The immunoblotting experiment revealed that Nb S1 was able to detect human recombinant MSLN on western blotting in reducing conditions suggesting that Nb S1 recognises a linear epitope, as Nb A1 and mAb K1.

Next, truncated mutants of mesothelin were constructed based on the hypothesis that mature MSLN is organised in 3 distinct domains (Supplementary Figure 1C): a membrane distal domain I (residues 296–390), domain II (residues 391–486) and a proximal membrane domain III (residues 487-581) (22). Domain 1 (residues 296–390, D1) and truncated domain 1 (residues 296–354, D1L) were generated as Fc-fusions while the D2/D3 fusion protein was generated as a monomeric HA-HIS-tagged protein. The binding of Nb S1 was assessed by ELISA on immobilised mature and truncated MSLN (Figure 1D). Nb S1 binds both mature rhMSLN and D1 but not D2-D3 indicating that Nb A1 and Nb S1 bind the membrane distal domain. The apparent affinity of Nb S1 was assayed by ELISA on mature MSLN, D1-Fc, and D1L-Fc. While the apparent K_D of Nb A1 on the 3 targets were similar (Table 3), Nb S1 displayed a significant decrease of apparent affinity for D1L-Fc, highlighting the importance of amino acids 359-390 for Nb S1 binding to MSLN.

TABLE 3

Table 3 Apparent affinity on immobilised full size MSLN and MSLN domains 1.

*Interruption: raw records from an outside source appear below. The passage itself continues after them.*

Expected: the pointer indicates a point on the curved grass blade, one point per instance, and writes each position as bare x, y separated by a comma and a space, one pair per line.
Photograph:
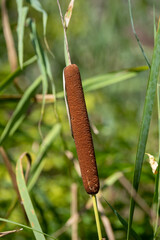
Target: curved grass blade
22, 14
2, 234
123, 222
156, 200
20, 109
8, 80
137, 38
108, 79
26, 198
37, 6
39, 162
26, 227
49, 73
93, 84
147, 112
42, 65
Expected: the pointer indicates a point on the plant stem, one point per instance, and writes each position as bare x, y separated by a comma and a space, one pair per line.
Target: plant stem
97, 216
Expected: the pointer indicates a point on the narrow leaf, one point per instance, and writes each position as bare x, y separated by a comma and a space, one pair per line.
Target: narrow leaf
2, 234
41, 62
26, 198
123, 222
136, 36
8, 80
20, 109
22, 14
68, 14
26, 227
148, 107
37, 6
98, 82
39, 162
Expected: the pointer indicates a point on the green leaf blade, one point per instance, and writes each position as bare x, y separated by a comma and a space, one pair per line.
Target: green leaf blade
26, 200
148, 107
20, 109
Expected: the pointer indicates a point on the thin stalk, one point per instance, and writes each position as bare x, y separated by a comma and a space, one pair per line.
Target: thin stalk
156, 197
97, 217
66, 48
135, 34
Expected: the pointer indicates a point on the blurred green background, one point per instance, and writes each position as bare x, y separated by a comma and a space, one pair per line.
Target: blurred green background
100, 41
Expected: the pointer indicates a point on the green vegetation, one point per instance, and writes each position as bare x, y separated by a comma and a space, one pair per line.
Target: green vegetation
38, 160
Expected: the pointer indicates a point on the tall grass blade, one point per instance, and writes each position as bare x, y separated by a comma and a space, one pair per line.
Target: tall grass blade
8, 80
50, 76
20, 109
123, 222
101, 81
22, 14
39, 162
26, 198
37, 6
148, 106
42, 64
156, 200
137, 38
26, 227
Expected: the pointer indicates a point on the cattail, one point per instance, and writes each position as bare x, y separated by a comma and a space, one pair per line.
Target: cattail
81, 129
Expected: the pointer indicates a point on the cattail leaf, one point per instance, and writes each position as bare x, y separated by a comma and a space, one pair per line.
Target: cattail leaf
22, 14
26, 198
49, 73
68, 14
20, 109
101, 81
8, 80
25, 227
148, 107
39, 162
41, 62
37, 6
135, 34
123, 222
2, 234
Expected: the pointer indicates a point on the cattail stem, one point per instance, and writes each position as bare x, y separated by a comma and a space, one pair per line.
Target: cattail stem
97, 217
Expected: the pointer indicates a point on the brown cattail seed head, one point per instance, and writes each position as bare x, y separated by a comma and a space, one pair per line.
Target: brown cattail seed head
81, 129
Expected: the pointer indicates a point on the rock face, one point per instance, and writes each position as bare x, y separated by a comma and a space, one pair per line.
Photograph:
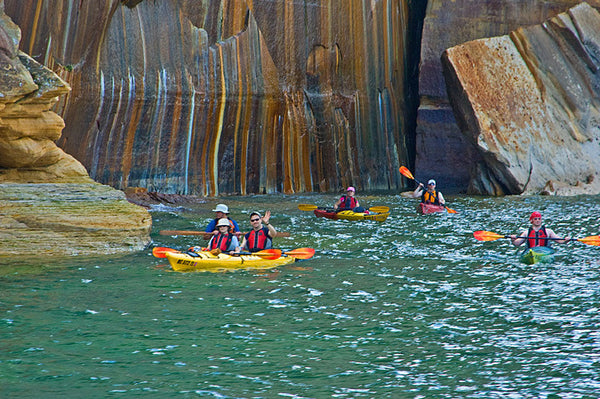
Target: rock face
209, 97
441, 149
62, 211
529, 102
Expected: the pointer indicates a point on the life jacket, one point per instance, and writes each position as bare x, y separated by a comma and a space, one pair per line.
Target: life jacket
537, 238
221, 241
347, 203
231, 225
430, 198
258, 240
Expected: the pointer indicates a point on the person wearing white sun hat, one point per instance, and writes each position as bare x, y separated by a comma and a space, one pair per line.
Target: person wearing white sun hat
348, 202
221, 211
429, 195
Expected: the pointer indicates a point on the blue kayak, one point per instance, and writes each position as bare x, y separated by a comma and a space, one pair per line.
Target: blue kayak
537, 255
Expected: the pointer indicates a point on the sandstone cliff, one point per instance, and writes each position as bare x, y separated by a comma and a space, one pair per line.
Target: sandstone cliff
529, 102
209, 97
441, 149
48, 203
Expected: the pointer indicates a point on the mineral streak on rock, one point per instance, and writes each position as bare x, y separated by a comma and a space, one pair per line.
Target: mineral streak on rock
212, 97
530, 102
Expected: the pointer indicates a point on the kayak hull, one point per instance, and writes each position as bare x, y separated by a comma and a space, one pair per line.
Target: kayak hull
426, 209
537, 255
205, 261
351, 215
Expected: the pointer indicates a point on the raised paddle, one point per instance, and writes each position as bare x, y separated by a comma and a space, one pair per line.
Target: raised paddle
482, 235
406, 173
309, 207
206, 235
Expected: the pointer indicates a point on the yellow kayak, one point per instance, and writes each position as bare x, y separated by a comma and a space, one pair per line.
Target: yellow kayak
205, 261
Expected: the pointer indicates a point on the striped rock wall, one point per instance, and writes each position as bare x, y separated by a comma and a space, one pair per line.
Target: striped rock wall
224, 96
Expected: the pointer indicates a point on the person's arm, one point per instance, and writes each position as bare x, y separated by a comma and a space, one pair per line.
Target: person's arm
518, 240
337, 204
418, 191
552, 234
265, 219
212, 226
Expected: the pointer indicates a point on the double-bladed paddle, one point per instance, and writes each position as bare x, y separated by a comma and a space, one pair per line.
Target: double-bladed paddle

Binding of Nb S1 is not altered by MUC16/MSLN interaction

Mesothelin is used both as a tissue marker and as a serum marker in association with CA-125 in several cancers. Many antibodies targeting MSLN recognise an epitope located in the MUC16/MSLN binding site (22), suggesting that the detection of MSLN can be affected by the presence of MUC16. To determine whether MUC16/MSLN interaction is hindered by Nb S1 binding, we evaluated the adhesion of GFP-MSLN transfected HEK 293 T on OVCAR-3 (MSLN+, MUC16+) monolayer in the presence or absence of Nb S1. As shown in Figure 2A, the presence of S1 did not impede the adhesion between the 2 cell lines in contrast to A1 which blocked more than 90% of MSLN-transfected cells adhesion. Similar results were obtained by ELISA on plate-bound recombinant human CA125.

FIGURE 2

Figure 2 S1 Nb properties. (A) Heterotypic cell adhesion assay between OVCAR-3 and GFP-MSLN transfected HEK 293 T. The protocol is sketched in the upper panel. Cell adhesion was measured in the presence or not of 1μM Nb A1, S1 or irrelevant aNef. The percentage of adhesion is calculated relative to the control condition without antibody (n=3). Values correspond to means +/- standard deviation of 3 independent experiments. The p-values were calculated with two-tailed unpaired t-test, ** p-value < 0.01. (B) Nanobody internalisation was observed by ApoTome fluorescence microscopy. A1847 cells were incubated with 500 nM Nbs at 4°C or 37°C. The nucleus was stained using DAPI. The scale bar equals 10µm. Objective 63x.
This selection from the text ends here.